Solopos.com, JAKARTA — Wakil Ketua Komisi III DPR Desmond Junaidi Mahesa menyatakan terdapat tiga catatan mengenai kasus kematian Siyono, termasuk mempertanyakan apakah betul Siyono seorang teroris. Kepala Badan Nasional Penanggulangan Terorisme (BNPT) Komjen Pol. Tito Karnavian menyatakan autopsi tak menjelaskan peristiwa kematian itu.

Advertisement

“Apakah betul Siyono seorang teroris, sehingga harus ditangkap oleh Detasemen Khusus 88 Antiteror,” ujar Desmond mempertanyakannya, dalam rapat dengar pendapat Komisi III terkait kematian Siyono, di Jakarta, Selasa.

Politikus Partai Gerindra itu menyebutkan catatan berikutnya apakah betul Siyono tewas karena berkelahi melakukan perlawanan terhadap anggota Densus 88 saat ditangkap dan diperiksa. Komisi III juga mempertanyakan uang yang diberikan kepada keluarga Siyono.

Menurut Desmond, pemberian uang itu merupakan wajah polisi sebagai penegak hukum dalam menghargai nyawa seseorang. “Uang itu juga berbicara terkait dengan pernyataan Kapolri serta tindakan dan tanggung jawab Densus 88 dalam penanganan Siyono sebagai terduga teroris,” ujarnya.

Advertisement

Desmond mengatakan Komisi III DPR akan mendorong sanksi bagi aparat negara yang terbukti telah melakukan pelanggaran, termasuk Densus 88 dalam penanganan terorisme itu. “Namun, dorongan Komisi III untuk memberikan sanksi kepada aparat negara selalu mendapat penolakan dari mitra-mitra kami,” katanya lagi.
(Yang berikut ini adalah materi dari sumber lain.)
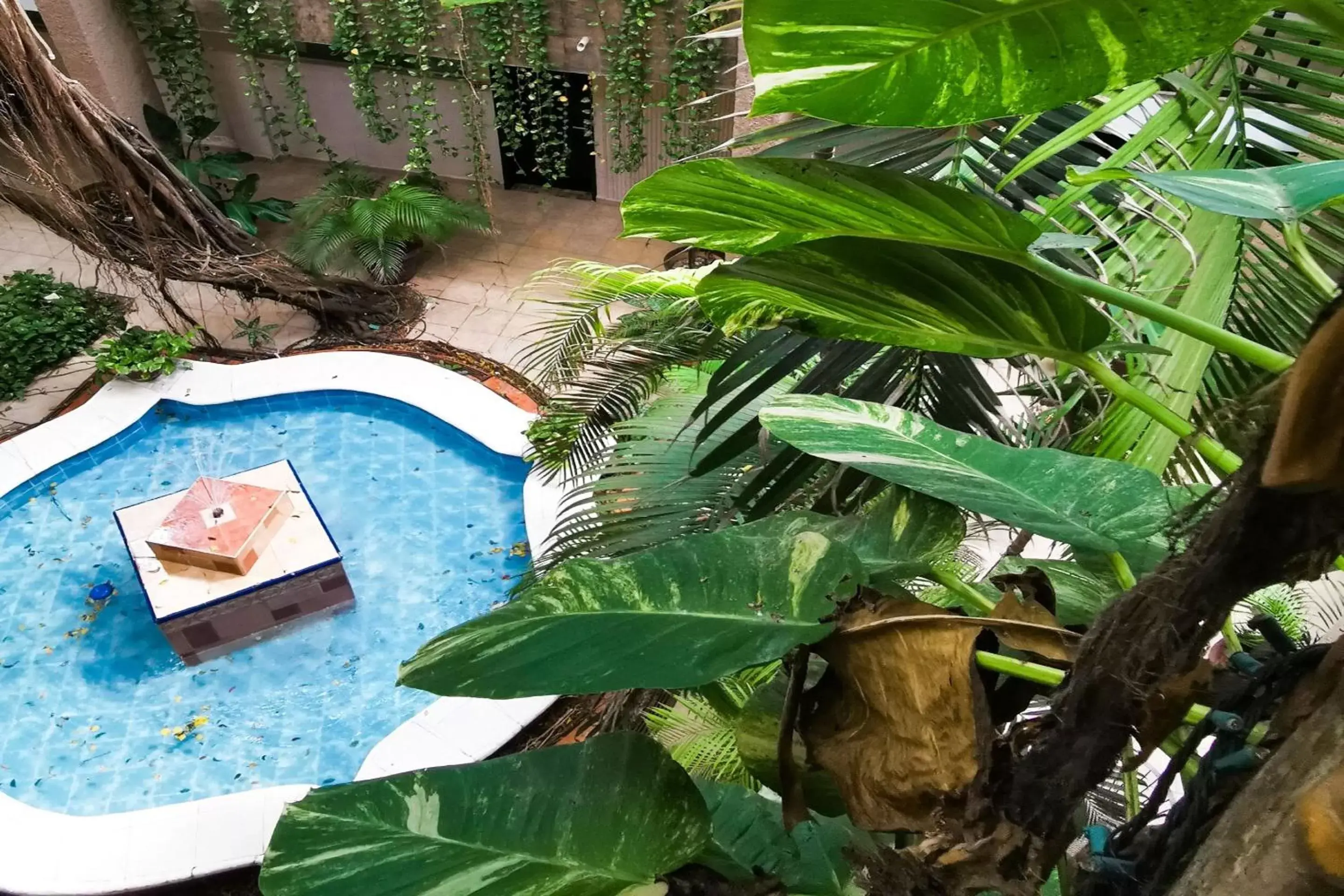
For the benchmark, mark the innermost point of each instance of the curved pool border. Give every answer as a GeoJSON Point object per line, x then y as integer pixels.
{"type": "Point", "coordinates": [43, 852]}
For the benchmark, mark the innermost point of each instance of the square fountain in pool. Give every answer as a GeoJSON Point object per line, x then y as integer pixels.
{"type": "Point", "coordinates": [226, 560]}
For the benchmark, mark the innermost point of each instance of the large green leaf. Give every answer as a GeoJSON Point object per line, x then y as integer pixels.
{"type": "Point", "coordinates": [756, 204]}
{"type": "Point", "coordinates": [946, 62]}
{"type": "Point", "coordinates": [903, 536]}
{"type": "Point", "coordinates": [1080, 594]}
{"type": "Point", "coordinates": [675, 616]}
{"type": "Point", "coordinates": [749, 833]}
{"type": "Point", "coordinates": [593, 819]}
{"type": "Point", "coordinates": [903, 294]}
{"type": "Point", "coordinates": [1284, 193]}
{"type": "Point", "coordinates": [1081, 500]}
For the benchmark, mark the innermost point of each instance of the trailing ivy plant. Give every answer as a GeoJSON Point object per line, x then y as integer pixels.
{"type": "Point", "coordinates": [170, 33]}
{"type": "Point", "coordinates": [492, 30]}
{"type": "Point", "coordinates": [534, 106]}
{"type": "Point", "coordinates": [350, 41]}
{"type": "Point", "coordinates": [261, 30]}
{"type": "Point", "coordinates": [691, 80]}
{"type": "Point", "coordinates": [424, 121]}
{"type": "Point", "coordinates": [45, 323]}
{"type": "Point", "coordinates": [543, 89]}
{"type": "Point", "coordinates": [625, 53]}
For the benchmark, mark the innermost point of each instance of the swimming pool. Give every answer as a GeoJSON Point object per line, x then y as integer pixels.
{"type": "Point", "coordinates": [431, 525]}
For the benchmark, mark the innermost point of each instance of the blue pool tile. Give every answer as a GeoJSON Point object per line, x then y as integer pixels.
{"type": "Point", "coordinates": [406, 497]}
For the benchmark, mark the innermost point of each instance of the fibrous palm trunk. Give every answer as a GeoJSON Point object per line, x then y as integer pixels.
{"type": "Point", "coordinates": [93, 179]}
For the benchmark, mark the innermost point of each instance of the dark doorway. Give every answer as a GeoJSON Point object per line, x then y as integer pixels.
{"type": "Point", "coordinates": [581, 166]}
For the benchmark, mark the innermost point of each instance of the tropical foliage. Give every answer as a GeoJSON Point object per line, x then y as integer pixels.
{"type": "Point", "coordinates": [216, 174]}
{"type": "Point", "coordinates": [761, 473]}
{"type": "Point", "coordinates": [358, 227]}
{"type": "Point", "coordinates": [45, 323]}
{"type": "Point", "coordinates": [141, 354]}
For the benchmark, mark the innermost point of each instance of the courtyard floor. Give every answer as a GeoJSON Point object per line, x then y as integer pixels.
{"type": "Point", "coordinates": [471, 282]}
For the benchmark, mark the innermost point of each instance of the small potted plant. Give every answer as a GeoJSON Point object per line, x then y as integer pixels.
{"type": "Point", "coordinates": [143, 355]}
{"type": "Point", "coordinates": [357, 226]}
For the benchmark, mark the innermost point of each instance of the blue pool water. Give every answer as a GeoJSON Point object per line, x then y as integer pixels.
{"type": "Point", "coordinates": [424, 515]}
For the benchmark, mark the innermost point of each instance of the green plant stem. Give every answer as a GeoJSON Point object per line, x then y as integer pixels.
{"type": "Point", "coordinates": [971, 600]}
{"type": "Point", "coordinates": [1219, 457]}
{"type": "Point", "coordinates": [1323, 13]}
{"type": "Point", "coordinates": [1244, 348]}
{"type": "Point", "coordinates": [1134, 798]}
{"type": "Point", "coordinates": [1304, 260]}
{"type": "Point", "coordinates": [1123, 573]}
{"type": "Point", "coordinates": [1053, 678]}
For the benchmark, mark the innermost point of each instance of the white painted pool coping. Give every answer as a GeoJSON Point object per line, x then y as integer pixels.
{"type": "Point", "coordinates": [45, 852]}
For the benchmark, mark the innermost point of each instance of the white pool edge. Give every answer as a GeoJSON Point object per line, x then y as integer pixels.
{"type": "Point", "coordinates": [53, 854]}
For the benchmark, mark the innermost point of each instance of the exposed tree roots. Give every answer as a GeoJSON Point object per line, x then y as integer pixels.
{"type": "Point", "coordinates": [1252, 539]}
{"type": "Point", "coordinates": [1021, 813]}
{"type": "Point", "coordinates": [93, 179]}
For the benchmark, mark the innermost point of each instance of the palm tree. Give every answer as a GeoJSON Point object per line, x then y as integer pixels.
{"type": "Point", "coordinates": [355, 227]}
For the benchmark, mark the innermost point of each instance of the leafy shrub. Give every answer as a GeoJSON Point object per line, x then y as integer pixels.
{"type": "Point", "coordinates": [45, 323]}
{"type": "Point", "coordinates": [141, 354]}
{"type": "Point", "coordinates": [357, 226]}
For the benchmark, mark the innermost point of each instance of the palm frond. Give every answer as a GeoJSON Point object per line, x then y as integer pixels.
{"type": "Point", "coordinates": [642, 491]}
{"type": "Point", "coordinates": [700, 739]}
{"type": "Point", "coordinates": [700, 733]}
{"type": "Point", "coordinates": [584, 299]}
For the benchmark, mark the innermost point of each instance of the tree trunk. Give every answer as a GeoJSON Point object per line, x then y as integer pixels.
{"type": "Point", "coordinates": [1259, 846]}
{"type": "Point", "coordinates": [93, 179]}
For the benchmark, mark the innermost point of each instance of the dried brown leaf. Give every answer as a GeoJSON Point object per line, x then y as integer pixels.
{"type": "Point", "coordinates": [898, 721]}
{"type": "Point", "coordinates": [1309, 693]}
{"type": "Point", "coordinates": [1169, 707]}
{"type": "Point", "coordinates": [1039, 641]}
{"type": "Point", "coordinates": [1320, 813]}
{"type": "Point", "coordinates": [1308, 447]}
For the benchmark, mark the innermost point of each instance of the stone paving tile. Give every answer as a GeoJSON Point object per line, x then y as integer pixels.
{"type": "Point", "coordinates": [469, 281]}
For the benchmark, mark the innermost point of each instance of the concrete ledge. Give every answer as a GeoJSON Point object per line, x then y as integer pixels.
{"type": "Point", "coordinates": [51, 854]}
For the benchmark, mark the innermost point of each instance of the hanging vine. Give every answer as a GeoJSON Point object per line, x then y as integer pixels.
{"type": "Point", "coordinates": [170, 33]}
{"type": "Point", "coordinates": [263, 30]}
{"type": "Point", "coordinates": [693, 80]}
{"type": "Point", "coordinates": [475, 72]}
{"type": "Point", "coordinates": [532, 108]}
{"type": "Point", "coordinates": [545, 93]}
{"type": "Point", "coordinates": [625, 56]}
{"type": "Point", "coordinates": [494, 34]}
{"type": "Point", "coordinates": [424, 121]}
{"type": "Point", "coordinates": [350, 41]}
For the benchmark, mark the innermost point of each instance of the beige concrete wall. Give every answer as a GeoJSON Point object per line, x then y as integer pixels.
{"type": "Point", "coordinates": [98, 49]}
{"type": "Point", "coordinates": [334, 109]}
{"type": "Point", "coordinates": [329, 85]}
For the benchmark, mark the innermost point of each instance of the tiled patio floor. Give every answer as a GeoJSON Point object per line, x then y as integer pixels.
{"type": "Point", "coordinates": [468, 281]}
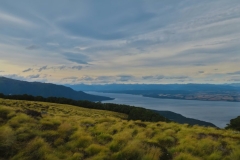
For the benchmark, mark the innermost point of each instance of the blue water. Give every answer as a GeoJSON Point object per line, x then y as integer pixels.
{"type": "Point", "coordinates": [216, 112]}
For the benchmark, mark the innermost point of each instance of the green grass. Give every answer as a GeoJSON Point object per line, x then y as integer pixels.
{"type": "Point", "coordinates": [75, 133]}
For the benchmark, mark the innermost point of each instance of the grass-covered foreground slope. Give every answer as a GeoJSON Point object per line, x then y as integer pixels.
{"type": "Point", "coordinates": [68, 132]}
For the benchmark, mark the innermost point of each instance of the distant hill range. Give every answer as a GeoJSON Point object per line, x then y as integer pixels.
{"type": "Point", "coordinates": [16, 87]}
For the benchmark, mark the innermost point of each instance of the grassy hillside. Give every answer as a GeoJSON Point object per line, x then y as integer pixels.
{"type": "Point", "coordinates": [69, 132]}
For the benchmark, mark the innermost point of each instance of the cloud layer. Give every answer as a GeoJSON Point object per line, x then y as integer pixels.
{"type": "Point", "coordinates": [121, 41]}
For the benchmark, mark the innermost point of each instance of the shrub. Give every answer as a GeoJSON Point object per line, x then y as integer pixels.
{"type": "Point", "coordinates": [4, 111]}
{"type": "Point", "coordinates": [104, 138]}
{"type": "Point", "coordinates": [7, 141]}
{"type": "Point", "coordinates": [93, 149]}
{"type": "Point", "coordinates": [132, 151]}
{"type": "Point", "coordinates": [36, 149]}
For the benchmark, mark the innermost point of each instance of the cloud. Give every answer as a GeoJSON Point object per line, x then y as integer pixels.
{"type": "Point", "coordinates": [33, 76]}
{"type": "Point", "coordinates": [235, 73]}
{"type": "Point", "coordinates": [42, 68]}
{"type": "Point", "coordinates": [70, 78]}
{"type": "Point", "coordinates": [76, 57]}
{"type": "Point", "coordinates": [179, 39]}
{"type": "Point", "coordinates": [8, 18]}
{"type": "Point", "coordinates": [77, 67]}
{"type": "Point", "coordinates": [125, 78]}
{"type": "Point", "coordinates": [32, 47]}
{"type": "Point", "coordinates": [15, 76]}
{"type": "Point", "coordinates": [27, 70]}
{"type": "Point", "coordinates": [52, 44]}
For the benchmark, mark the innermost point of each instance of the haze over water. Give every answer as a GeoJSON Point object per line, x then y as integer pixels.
{"type": "Point", "coordinates": [216, 112]}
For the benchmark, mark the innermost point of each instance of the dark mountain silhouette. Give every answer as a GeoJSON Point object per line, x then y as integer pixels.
{"type": "Point", "coordinates": [16, 87]}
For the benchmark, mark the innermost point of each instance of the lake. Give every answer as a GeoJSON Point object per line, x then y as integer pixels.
{"type": "Point", "coordinates": [216, 112]}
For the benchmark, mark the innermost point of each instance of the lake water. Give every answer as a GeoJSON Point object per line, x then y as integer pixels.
{"type": "Point", "coordinates": [216, 112]}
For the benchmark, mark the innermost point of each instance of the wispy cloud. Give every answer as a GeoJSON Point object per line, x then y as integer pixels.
{"type": "Point", "coordinates": [32, 47]}
{"type": "Point", "coordinates": [27, 70]}
{"type": "Point", "coordinates": [162, 41]}
{"type": "Point", "coordinates": [33, 76]}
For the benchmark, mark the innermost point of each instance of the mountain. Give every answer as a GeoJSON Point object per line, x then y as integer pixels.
{"type": "Point", "coordinates": [11, 86]}
{"type": "Point", "coordinates": [157, 87]}
{"type": "Point", "coordinates": [205, 92]}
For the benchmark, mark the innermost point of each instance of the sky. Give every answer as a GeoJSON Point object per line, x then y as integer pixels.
{"type": "Point", "coordinates": [122, 41]}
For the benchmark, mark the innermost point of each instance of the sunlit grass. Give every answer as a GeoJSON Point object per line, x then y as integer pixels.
{"type": "Point", "coordinates": [69, 132]}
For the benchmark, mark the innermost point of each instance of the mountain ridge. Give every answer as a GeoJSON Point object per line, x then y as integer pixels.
{"type": "Point", "coordinates": [12, 86]}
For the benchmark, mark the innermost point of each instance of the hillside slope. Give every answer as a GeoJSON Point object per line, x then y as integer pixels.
{"type": "Point", "coordinates": [69, 132]}
{"type": "Point", "coordinates": [11, 86]}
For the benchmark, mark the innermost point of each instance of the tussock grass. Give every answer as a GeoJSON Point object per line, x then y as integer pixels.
{"type": "Point", "coordinates": [75, 133]}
Menanggapi catatan Desmond, Ketua Komisi Nasional Hak Asasi Manusia (Komnas HAM) Imdadun Rahmat mengatakan pihaknya hanya bisa memberikan jawaban untuk pertanyaan tentang apakah Siyono tewas karena berkelahi atau tidak. “Pertanyaan apakah Siyono benar teroris atau tidak, hanya bisa dijawab oleh Densus 88. Kami hanya bisa menjawab dalam hal hak asasi manusia,” katanya.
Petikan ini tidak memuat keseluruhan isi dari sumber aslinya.